Want to explore how to cook chorizo? Try this delicious chorizo chili, perfect for a fall night!
- 2 lbs. Kiolbassa Chorizo
- 2 cloves garlic, chopped
- 1 onion, diced
- 1 can of tomato sauce
- 2 T. chili powder
- 1 tsp. ground cumin
- 1 tsp. ground oregano
- 1 tsp. salt
- ½ tsp. cayenne pepper
- 1 can of diced tomatoes
- 1 can of kidney beans, drained
- 1 can of pinto beans, drained
- Optional toppings:
- Sour Cream
- Mexican Cheese, shredded
- Tortilla chips
- . Remove chorizo from casing and cook in a skillet over medium high heat until done. Drain and return to skillet.
- Add onions and garlic to skillet and sauté until onions are translucent.

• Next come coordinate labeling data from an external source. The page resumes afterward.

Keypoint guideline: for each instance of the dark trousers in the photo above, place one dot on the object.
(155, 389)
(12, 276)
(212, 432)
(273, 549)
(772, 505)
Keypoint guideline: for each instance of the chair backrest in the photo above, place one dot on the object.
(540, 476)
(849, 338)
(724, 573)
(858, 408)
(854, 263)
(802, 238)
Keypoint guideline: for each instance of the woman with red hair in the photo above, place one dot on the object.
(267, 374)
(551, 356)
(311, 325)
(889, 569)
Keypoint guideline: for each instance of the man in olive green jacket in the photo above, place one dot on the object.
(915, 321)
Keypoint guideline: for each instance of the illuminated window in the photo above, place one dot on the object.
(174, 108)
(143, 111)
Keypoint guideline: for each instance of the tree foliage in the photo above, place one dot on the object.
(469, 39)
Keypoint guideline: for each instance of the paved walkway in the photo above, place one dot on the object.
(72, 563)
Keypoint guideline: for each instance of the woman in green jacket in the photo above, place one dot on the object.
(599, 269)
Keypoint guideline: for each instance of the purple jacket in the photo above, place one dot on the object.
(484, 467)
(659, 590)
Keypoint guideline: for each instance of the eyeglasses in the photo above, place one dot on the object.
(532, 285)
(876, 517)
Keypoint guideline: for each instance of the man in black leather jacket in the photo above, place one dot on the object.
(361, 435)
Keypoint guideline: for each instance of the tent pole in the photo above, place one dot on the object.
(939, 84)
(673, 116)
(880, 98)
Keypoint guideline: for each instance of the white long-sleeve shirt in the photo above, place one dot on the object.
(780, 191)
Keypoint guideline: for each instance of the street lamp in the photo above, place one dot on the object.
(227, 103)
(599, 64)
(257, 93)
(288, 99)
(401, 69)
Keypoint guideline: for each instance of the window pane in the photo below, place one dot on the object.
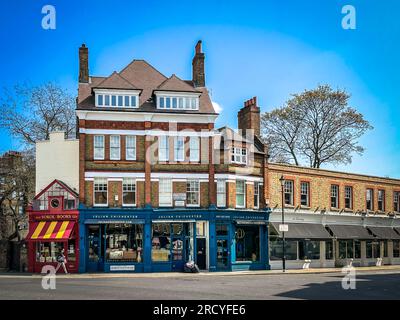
(127, 101)
(248, 243)
(130, 147)
(124, 242)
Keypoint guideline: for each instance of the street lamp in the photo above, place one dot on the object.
(282, 181)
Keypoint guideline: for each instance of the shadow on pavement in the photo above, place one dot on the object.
(377, 287)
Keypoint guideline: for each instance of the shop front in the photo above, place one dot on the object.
(162, 240)
(53, 228)
(239, 240)
(142, 240)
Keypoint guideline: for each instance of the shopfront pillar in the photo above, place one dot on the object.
(82, 247)
(147, 246)
(212, 246)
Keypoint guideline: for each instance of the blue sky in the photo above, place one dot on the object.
(267, 49)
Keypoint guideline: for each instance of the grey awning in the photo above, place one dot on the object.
(350, 232)
(385, 233)
(304, 231)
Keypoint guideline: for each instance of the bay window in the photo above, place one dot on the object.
(240, 193)
(115, 148)
(165, 193)
(193, 193)
(129, 192)
(98, 147)
(100, 192)
(130, 146)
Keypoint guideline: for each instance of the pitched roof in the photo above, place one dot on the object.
(115, 81)
(175, 84)
(144, 76)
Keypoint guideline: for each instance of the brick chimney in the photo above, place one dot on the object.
(83, 64)
(198, 75)
(249, 117)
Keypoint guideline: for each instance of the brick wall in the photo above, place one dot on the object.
(320, 186)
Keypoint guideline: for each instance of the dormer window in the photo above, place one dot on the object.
(239, 155)
(117, 98)
(175, 101)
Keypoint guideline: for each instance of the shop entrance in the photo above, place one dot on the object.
(95, 253)
(223, 247)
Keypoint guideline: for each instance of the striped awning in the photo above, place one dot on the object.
(50, 230)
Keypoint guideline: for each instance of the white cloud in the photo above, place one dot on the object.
(217, 107)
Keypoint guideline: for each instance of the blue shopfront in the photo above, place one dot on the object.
(158, 240)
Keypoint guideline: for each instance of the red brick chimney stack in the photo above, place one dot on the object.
(83, 64)
(198, 75)
(249, 117)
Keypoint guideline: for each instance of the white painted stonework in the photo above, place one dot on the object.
(57, 158)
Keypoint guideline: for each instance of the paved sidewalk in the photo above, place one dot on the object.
(201, 274)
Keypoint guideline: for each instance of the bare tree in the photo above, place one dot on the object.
(30, 113)
(317, 126)
(17, 188)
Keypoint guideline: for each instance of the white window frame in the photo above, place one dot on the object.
(129, 185)
(132, 147)
(115, 147)
(348, 194)
(184, 101)
(239, 155)
(221, 193)
(133, 95)
(305, 183)
(179, 153)
(166, 194)
(100, 182)
(335, 194)
(191, 186)
(194, 149)
(256, 194)
(102, 147)
(244, 193)
(161, 147)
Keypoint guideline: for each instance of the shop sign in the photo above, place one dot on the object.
(53, 217)
(283, 228)
(122, 268)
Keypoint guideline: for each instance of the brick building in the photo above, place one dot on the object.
(159, 185)
(334, 218)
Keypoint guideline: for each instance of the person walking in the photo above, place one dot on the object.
(61, 262)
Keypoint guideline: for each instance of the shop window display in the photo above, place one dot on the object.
(247, 243)
(48, 251)
(124, 242)
(161, 242)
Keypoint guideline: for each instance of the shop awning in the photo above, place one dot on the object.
(50, 230)
(350, 232)
(385, 233)
(304, 231)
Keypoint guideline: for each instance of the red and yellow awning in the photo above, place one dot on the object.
(50, 230)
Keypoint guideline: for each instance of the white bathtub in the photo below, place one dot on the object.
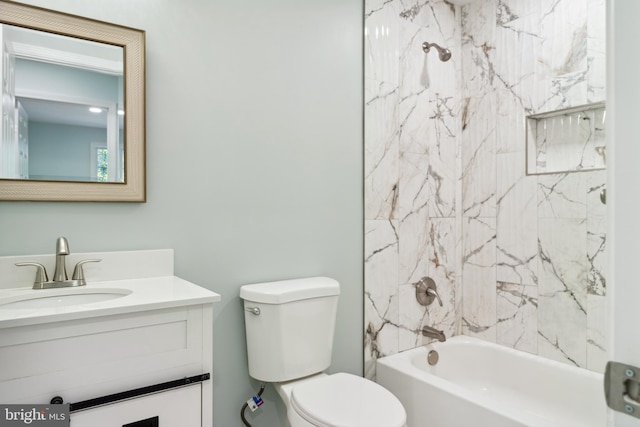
(480, 384)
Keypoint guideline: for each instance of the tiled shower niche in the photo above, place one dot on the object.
(567, 140)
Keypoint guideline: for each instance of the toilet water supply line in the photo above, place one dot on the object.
(253, 404)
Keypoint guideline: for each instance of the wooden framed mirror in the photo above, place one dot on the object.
(73, 108)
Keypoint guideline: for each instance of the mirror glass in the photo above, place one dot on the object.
(72, 109)
(64, 104)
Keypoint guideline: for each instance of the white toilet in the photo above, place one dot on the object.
(289, 327)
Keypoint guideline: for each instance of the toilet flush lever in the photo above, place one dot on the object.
(253, 310)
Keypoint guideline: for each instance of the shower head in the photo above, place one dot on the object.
(443, 53)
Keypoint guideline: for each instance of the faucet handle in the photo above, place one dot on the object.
(41, 273)
(433, 292)
(426, 291)
(78, 271)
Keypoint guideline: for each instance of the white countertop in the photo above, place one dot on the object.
(143, 295)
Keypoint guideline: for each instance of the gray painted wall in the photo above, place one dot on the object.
(254, 164)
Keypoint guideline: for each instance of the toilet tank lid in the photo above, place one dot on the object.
(290, 290)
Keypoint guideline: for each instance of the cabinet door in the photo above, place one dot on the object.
(178, 407)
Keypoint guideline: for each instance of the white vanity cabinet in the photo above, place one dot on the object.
(178, 407)
(141, 360)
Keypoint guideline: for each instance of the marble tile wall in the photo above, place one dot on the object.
(518, 258)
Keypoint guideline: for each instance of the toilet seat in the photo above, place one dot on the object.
(343, 399)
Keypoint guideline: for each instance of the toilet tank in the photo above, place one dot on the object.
(289, 327)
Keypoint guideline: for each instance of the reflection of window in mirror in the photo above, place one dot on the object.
(99, 162)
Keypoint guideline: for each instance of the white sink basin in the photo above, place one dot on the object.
(61, 298)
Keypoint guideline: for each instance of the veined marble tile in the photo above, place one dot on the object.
(479, 278)
(439, 264)
(428, 96)
(563, 265)
(414, 188)
(562, 295)
(381, 150)
(414, 246)
(381, 40)
(478, 47)
(517, 308)
(562, 195)
(433, 13)
(517, 46)
(510, 129)
(380, 333)
(564, 34)
(596, 333)
(517, 221)
(596, 181)
(596, 255)
(596, 50)
(479, 157)
(381, 291)
(562, 329)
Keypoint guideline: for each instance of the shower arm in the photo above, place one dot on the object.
(443, 53)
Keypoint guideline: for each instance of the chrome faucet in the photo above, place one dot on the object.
(60, 277)
(430, 332)
(62, 250)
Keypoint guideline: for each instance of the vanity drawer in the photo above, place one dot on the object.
(179, 407)
(80, 359)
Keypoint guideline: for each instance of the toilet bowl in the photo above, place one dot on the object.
(289, 329)
(340, 400)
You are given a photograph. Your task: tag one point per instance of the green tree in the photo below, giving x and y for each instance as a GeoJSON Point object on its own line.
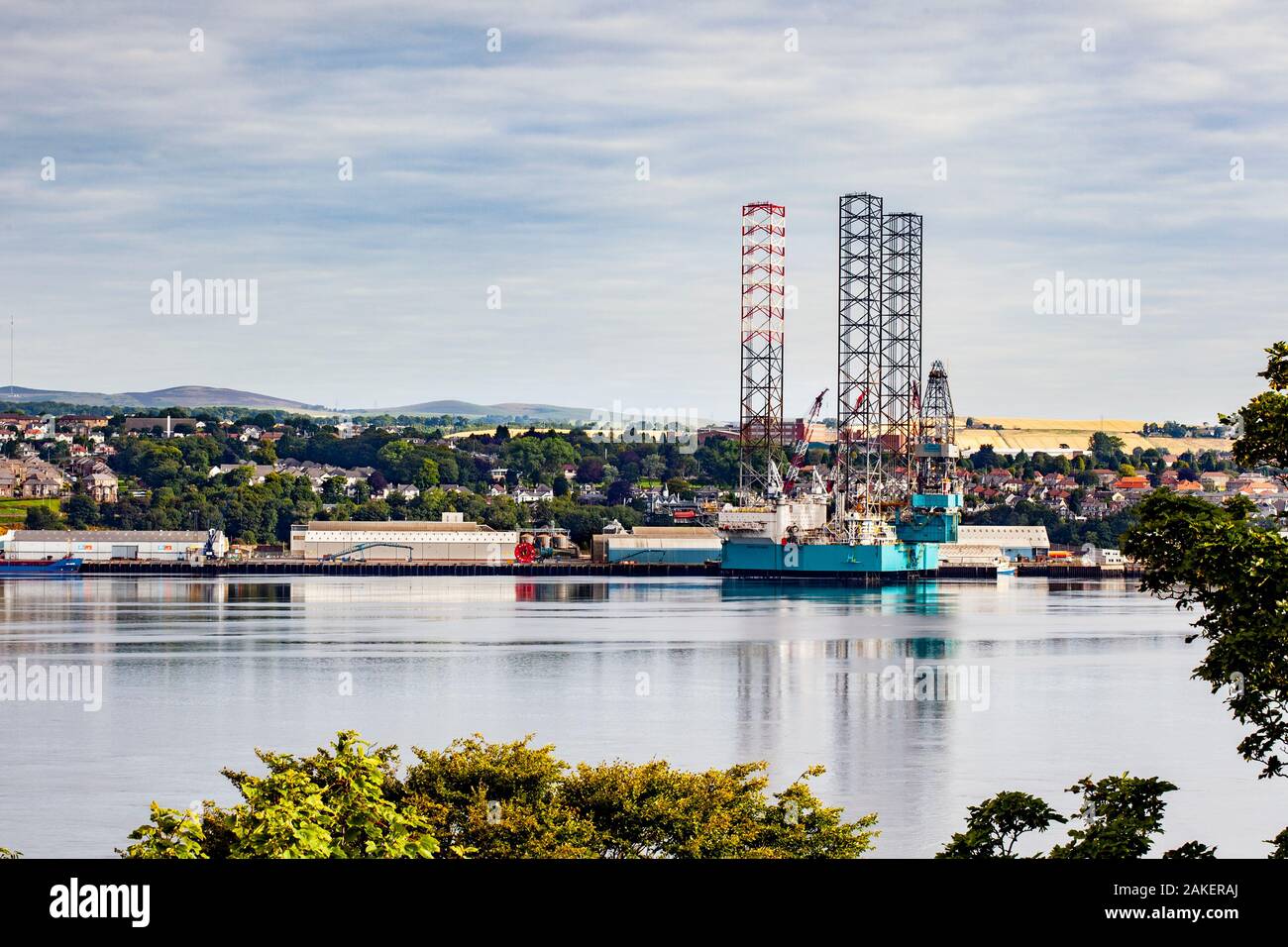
{"type": "Point", "coordinates": [43, 518]}
{"type": "Point", "coordinates": [996, 825]}
{"type": "Point", "coordinates": [1119, 819]}
{"type": "Point", "coordinates": [1234, 570]}
{"type": "Point", "coordinates": [1122, 814]}
{"type": "Point", "coordinates": [334, 804]}
{"type": "Point", "coordinates": [81, 512]}
{"type": "Point", "coordinates": [500, 800]}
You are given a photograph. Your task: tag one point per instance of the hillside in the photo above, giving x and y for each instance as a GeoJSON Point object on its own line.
{"type": "Point", "coordinates": [180, 395]}
{"type": "Point", "coordinates": [1044, 434]}
{"type": "Point", "coordinates": [467, 408]}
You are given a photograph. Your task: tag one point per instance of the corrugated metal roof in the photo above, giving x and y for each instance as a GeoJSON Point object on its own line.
{"type": "Point", "coordinates": [394, 526]}
{"type": "Point", "coordinates": [108, 536]}
{"type": "Point", "coordinates": [1004, 535]}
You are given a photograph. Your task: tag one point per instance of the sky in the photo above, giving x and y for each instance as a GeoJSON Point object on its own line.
{"type": "Point", "coordinates": [500, 241]}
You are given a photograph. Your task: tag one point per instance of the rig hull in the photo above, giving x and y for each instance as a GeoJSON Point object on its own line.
{"type": "Point", "coordinates": [893, 562]}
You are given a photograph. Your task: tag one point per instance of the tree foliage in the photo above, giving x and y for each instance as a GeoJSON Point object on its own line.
{"type": "Point", "coordinates": [996, 825]}
{"type": "Point", "coordinates": [1120, 817]}
{"type": "Point", "coordinates": [1235, 571]}
{"type": "Point", "coordinates": [501, 800]}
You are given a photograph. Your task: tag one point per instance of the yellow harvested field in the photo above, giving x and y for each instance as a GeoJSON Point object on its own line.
{"type": "Point", "coordinates": [1047, 434]}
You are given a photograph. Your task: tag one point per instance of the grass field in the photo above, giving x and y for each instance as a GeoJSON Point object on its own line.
{"type": "Point", "coordinates": [14, 512]}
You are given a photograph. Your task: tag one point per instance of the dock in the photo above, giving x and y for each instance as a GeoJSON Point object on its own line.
{"type": "Point", "coordinates": [558, 570]}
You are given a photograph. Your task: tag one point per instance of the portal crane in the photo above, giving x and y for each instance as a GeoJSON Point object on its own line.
{"type": "Point", "coordinates": [802, 449]}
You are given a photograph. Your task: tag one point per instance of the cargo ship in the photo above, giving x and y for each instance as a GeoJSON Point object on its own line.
{"type": "Point", "coordinates": [51, 569]}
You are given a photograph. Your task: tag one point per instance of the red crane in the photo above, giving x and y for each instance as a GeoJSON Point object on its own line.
{"type": "Point", "coordinates": [803, 444]}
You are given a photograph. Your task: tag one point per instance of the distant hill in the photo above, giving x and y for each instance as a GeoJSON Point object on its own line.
{"type": "Point", "coordinates": [467, 408]}
{"type": "Point", "coordinates": [181, 395]}
{"type": "Point", "coordinates": [204, 395]}
{"type": "Point", "coordinates": [1044, 434]}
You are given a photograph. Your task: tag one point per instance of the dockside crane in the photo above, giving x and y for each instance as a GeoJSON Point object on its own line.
{"type": "Point", "coordinates": [802, 447]}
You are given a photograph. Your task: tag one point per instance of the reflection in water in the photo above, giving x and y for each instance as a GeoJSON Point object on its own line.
{"type": "Point", "coordinates": [1056, 681]}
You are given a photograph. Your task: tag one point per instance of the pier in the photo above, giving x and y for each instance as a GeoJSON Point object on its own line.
{"type": "Point", "coordinates": [561, 570]}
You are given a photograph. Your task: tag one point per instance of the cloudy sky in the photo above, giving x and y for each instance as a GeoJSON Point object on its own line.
{"type": "Point", "coordinates": [518, 169]}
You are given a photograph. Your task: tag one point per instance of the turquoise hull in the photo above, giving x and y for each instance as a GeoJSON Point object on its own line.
{"type": "Point", "coordinates": [893, 562]}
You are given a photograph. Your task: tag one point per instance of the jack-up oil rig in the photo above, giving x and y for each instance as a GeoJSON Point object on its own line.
{"type": "Point", "coordinates": [893, 493]}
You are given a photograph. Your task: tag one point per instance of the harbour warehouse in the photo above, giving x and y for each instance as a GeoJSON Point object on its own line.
{"type": "Point", "coordinates": [104, 545]}
{"type": "Point", "coordinates": [451, 540]}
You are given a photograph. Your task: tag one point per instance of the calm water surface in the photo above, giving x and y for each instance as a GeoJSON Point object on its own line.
{"type": "Point", "coordinates": [1069, 680]}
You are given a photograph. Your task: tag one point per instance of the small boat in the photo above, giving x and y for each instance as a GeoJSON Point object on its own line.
{"type": "Point", "coordinates": [50, 569]}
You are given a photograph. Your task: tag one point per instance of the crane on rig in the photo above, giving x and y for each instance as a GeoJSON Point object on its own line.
{"type": "Point", "coordinates": [802, 447]}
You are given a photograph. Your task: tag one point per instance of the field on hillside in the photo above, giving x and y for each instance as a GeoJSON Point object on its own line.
{"type": "Point", "coordinates": [1044, 434]}
{"type": "Point", "coordinates": [14, 512]}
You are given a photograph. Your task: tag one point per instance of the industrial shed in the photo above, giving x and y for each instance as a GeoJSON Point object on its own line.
{"type": "Point", "coordinates": [103, 545]}
{"type": "Point", "coordinates": [451, 540]}
{"type": "Point", "coordinates": [669, 544]}
{"type": "Point", "coordinates": [1016, 541]}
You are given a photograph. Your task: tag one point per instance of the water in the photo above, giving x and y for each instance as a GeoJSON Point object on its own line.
{"type": "Point", "coordinates": [1081, 678]}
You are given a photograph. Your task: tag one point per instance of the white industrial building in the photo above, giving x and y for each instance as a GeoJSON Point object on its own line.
{"type": "Point", "coordinates": [1014, 541]}
{"type": "Point", "coordinates": [451, 540]}
{"type": "Point", "coordinates": [645, 544]}
{"type": "Point", "coordinates": [103, 545]}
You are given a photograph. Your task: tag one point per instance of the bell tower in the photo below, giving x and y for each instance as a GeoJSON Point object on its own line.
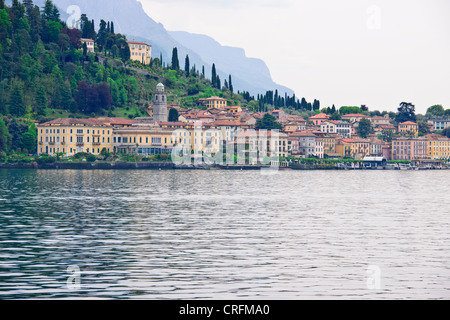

- Pour in tomato sauce, diced tomatoes, chili powder, cumin, oregano, salt and cayenne pepper. Stir until all ingredients are mixed and cover. Reduce to low heat.
- Simmer for 1 hour, stirring occasionally. Add kidney and pinto beans, then stir. Simmer for 10 minutes.
- Serve with your favorite toppings and enjoy!